Much has been made of some British owners preferring to base their horses across the Irish Sea for the better prize money. Honeysuckle and Galvin are both owned by highly successful Scottish businessmen in Kenny Alexander and Ronnie Bartlett, respectively.

The more cash on offer over there may well be a factor but these are very rich people we are talking about. I surmise, for example, that for Cheveley Park Stud it isn’t important. Meanwhile, they prefer to keep their Flat string over here.

In Rich and Susanna Ricci’s case, the Kent-based couple fell in love with Irish racing and the Irish people, loving the craic and the atmosphere, and only rarely do they have runners based over here, Royal Pagaille being an obvious exception.

Wednesday’s Coral Cup was won in brilliant style by Heaven Help Us, owned by Englishman, John Turner. Turner runs a highly successful recruitment company, RFS, based in Swindon. He did once have horses trained over here but dismay at the lack of good prize money at home was the reason I believe he went across the water.

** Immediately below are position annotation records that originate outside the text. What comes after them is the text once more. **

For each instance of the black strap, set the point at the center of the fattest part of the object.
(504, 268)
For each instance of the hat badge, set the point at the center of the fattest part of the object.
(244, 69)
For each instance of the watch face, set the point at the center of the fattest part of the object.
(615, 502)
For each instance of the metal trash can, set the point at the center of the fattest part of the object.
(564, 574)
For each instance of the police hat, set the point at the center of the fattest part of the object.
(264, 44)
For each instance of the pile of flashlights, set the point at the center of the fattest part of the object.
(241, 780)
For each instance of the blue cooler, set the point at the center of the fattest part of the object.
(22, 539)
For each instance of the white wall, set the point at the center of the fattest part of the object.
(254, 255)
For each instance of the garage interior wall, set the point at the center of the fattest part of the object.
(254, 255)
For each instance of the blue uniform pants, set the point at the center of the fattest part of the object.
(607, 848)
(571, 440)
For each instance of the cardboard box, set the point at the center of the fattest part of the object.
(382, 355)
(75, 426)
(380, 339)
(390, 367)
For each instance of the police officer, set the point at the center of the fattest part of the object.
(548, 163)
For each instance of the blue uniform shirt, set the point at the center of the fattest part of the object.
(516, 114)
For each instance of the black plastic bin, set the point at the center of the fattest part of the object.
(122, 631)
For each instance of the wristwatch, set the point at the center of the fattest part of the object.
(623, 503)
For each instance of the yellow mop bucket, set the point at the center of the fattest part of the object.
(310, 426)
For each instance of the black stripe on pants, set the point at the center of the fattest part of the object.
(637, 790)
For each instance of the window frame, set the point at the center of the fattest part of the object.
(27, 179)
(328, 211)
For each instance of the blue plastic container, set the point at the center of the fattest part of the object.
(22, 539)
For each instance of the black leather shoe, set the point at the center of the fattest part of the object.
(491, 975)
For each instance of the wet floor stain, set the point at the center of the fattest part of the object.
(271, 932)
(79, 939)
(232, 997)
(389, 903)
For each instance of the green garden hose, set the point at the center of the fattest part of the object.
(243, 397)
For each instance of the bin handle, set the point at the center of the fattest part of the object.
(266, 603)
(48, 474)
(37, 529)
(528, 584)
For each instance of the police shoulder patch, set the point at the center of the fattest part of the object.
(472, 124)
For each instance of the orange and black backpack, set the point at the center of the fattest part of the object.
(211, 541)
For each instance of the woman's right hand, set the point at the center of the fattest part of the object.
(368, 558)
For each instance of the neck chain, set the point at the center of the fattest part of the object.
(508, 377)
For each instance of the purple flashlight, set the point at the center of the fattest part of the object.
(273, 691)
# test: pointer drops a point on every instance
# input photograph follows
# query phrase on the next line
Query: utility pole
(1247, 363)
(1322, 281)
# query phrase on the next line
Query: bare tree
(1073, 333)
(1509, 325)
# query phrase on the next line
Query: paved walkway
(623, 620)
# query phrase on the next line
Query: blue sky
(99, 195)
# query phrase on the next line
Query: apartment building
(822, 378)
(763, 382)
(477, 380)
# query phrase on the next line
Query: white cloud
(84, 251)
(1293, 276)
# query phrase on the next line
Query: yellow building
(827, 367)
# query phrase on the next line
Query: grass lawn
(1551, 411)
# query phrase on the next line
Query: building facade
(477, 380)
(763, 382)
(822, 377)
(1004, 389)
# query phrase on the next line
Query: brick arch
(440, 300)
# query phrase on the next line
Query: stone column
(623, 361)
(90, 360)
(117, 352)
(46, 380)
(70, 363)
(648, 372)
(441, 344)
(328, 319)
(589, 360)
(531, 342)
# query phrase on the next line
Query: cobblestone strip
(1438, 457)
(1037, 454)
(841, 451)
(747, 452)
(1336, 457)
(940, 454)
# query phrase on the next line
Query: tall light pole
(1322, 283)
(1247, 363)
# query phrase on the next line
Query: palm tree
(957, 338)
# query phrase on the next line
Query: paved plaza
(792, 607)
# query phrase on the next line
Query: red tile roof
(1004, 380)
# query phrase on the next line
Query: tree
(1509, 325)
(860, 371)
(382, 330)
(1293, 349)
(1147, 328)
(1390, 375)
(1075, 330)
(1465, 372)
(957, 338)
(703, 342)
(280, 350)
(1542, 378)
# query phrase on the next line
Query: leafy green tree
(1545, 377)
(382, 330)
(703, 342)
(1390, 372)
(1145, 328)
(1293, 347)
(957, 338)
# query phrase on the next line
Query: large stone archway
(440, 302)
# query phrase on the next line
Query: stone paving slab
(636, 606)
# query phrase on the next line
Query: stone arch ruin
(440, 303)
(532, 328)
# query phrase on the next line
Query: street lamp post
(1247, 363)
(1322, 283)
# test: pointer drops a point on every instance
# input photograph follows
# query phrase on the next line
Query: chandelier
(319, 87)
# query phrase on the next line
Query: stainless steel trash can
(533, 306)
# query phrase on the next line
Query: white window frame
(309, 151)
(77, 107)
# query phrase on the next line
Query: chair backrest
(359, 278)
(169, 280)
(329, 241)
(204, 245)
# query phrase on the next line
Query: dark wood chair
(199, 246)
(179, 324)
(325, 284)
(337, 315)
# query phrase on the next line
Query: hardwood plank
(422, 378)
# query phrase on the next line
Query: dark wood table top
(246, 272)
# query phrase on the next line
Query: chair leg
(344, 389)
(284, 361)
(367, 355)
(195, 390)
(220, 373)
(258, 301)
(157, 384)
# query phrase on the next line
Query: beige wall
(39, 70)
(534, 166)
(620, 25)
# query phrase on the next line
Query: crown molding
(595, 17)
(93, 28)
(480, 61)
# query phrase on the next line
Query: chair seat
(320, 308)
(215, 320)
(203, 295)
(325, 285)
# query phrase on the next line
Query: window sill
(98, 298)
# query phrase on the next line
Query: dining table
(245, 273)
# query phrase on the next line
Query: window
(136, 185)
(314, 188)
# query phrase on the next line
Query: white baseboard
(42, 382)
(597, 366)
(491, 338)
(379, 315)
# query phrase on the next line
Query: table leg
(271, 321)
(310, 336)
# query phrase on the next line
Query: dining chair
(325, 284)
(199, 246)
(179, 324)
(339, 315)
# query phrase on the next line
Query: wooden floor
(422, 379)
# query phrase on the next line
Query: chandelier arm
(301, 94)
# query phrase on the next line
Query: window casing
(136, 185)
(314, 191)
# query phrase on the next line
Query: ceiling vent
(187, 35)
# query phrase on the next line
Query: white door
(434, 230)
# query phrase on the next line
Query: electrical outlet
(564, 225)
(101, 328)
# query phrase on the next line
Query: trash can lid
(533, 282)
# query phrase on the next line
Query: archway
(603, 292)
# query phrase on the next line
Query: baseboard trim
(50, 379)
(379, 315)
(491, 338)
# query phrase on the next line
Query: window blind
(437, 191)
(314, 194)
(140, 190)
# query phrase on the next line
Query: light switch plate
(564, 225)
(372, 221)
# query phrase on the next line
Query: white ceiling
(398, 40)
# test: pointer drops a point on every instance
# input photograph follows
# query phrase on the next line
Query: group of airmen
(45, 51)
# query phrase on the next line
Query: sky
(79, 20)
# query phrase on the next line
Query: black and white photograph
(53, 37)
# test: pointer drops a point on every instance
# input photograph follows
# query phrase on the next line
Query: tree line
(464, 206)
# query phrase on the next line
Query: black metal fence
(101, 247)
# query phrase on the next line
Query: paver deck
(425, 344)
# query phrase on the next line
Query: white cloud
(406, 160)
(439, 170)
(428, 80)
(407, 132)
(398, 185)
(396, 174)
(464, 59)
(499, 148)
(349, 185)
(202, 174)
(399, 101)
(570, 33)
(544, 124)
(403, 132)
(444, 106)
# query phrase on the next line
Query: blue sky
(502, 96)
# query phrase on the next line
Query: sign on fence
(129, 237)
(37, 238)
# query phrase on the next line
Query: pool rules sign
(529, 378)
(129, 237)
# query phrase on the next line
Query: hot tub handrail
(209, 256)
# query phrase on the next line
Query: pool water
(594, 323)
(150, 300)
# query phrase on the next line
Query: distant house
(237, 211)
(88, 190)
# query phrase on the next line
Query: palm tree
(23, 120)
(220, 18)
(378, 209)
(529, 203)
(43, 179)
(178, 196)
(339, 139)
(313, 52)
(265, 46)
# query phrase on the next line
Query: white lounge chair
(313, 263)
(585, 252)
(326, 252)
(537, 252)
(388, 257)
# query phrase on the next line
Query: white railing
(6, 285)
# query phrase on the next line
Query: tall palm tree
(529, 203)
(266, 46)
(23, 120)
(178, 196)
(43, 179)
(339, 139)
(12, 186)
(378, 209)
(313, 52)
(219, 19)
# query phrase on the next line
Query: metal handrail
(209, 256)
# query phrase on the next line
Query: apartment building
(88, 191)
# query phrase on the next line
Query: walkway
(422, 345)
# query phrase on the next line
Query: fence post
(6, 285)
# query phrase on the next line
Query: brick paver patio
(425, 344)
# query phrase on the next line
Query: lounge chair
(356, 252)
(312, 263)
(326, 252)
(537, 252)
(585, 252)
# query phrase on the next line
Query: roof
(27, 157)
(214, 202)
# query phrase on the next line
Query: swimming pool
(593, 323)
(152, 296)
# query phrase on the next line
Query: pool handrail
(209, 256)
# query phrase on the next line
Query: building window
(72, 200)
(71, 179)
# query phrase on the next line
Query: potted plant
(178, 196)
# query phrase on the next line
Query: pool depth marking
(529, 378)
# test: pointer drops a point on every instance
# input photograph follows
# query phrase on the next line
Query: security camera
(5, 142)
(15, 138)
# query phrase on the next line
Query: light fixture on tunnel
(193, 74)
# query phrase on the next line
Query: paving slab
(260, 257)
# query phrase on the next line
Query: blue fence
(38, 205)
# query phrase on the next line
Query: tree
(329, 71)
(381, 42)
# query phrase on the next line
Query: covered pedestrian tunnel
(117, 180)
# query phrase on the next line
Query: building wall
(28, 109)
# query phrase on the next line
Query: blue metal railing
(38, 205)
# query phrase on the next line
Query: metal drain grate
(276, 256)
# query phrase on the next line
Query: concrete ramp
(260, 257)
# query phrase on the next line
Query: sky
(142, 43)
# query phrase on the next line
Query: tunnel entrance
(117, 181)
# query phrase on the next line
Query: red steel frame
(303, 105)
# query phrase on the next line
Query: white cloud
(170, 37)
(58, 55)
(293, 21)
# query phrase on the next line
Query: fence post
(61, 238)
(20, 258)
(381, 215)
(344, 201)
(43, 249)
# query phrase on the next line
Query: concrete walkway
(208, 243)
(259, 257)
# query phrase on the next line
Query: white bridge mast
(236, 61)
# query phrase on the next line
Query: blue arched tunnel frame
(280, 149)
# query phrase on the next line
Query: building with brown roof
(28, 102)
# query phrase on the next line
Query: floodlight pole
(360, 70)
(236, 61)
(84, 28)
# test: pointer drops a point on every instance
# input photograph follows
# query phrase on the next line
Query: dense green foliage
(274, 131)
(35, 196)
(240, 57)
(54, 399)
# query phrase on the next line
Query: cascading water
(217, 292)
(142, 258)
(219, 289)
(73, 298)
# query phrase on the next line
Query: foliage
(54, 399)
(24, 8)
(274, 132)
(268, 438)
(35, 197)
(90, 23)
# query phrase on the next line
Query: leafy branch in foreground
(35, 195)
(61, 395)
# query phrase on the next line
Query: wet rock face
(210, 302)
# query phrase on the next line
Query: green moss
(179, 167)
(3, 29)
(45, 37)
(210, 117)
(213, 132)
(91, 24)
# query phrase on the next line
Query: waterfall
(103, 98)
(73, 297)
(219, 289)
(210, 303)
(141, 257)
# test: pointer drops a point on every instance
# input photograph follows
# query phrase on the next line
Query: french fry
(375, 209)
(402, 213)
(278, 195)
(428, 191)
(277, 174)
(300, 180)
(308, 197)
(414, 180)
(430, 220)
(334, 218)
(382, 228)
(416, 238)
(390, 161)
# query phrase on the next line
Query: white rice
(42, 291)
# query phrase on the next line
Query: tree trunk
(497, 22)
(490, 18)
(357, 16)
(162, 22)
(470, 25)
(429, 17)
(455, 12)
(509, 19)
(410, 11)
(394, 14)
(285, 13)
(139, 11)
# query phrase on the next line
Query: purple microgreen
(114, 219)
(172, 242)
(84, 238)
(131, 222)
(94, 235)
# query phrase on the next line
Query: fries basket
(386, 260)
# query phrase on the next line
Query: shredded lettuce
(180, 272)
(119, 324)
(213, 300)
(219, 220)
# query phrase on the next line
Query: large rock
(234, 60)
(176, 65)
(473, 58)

So prize money might be an obvious place to start but it isn’t that simple. Take the King George VI Chase at Kempton, for example, in which Frodon collected the £116,000 first prize. There was not one Irish horse in opposition.

Their leading chasers waited for the Savills Chase at Leopardstown just two days later. However, A Plus Tard won just €88,500.

Are our top horses getting enough proper and serious match practice? Do we need the equivalent of a Dublin Racing Festival?

We do need to look at our programme book which is now overrun by graded races which tend to be very uncompetitive and are also not doing the Levy yield any good at all, either, come to think of it, whether you base that on profits or turnover.

And what on earth happened in the handicaps last week? Sure, we won a couple but some of the Irish winners could have gone round again. I am thinking Heaven Help Us, Mrs Milner, The Shunter and, in extraordinary style, Mount Ida.

We have often heard in the past of the Irish complaining about the British handicapper’s treatment of their runners. Please, no more. It never was and never will be.

It is clear that at the moment, some shrewd Irish trainers are, if not having a laugh at our handicapper’s expense, certainly making the system work very well indeed for them.


Vintage Clouds gallops up the hill at Cheltenham
Vintage Clouds gallops up the hill at Cheltenham

It was incredible to see Tiger Roll back but Vintage Clouds’ win in the Ultima – at the fifth attempt – was another highlight of the meeting.

Trained by Sue Smith for Trevor Hemmings, the popular grey was not just a rare winner for the Brits but also for the north whose once massive influence on this important meeting has dwindled away worryingly in recent years.

Long gone are the halcyon days when the likes of the Gold Cup, Champion Chase and the Champion Hurdle were all regularly annexed by powerful northern-based operations such as those run by Michael Dickinson, Peter Easterby, Jimmy Fitzgerald, Gordon Richards and Arthur Stephenson.

The last time the north won at the Festival at Grade 1 level was in 2012 when Cinders And Ashes (Donald McCain) took the Supreme and Brindisi Breeze (Lucinda Russell) the Albert Bartlett.

This year, Vintage Clouds was just one of three “northerners” in the Ultima, alongside Nietsche (Brian Ellison) and the Scottish-trained Aye Right (Harriet Graham). Burbank (James Moffatt) ran in the Coral Cup, Homme Public (Olly Greenall) in the Boodles and Sam Spinner (Jedd O’Keefe) in the Stayers’ Hurdle.

If you include the permit-trained Ravished in the Foxhunters, that makes a grand total of just seven northern-trained runners last week.

It’s sad and further evidence that the British jumping scene is in trouble.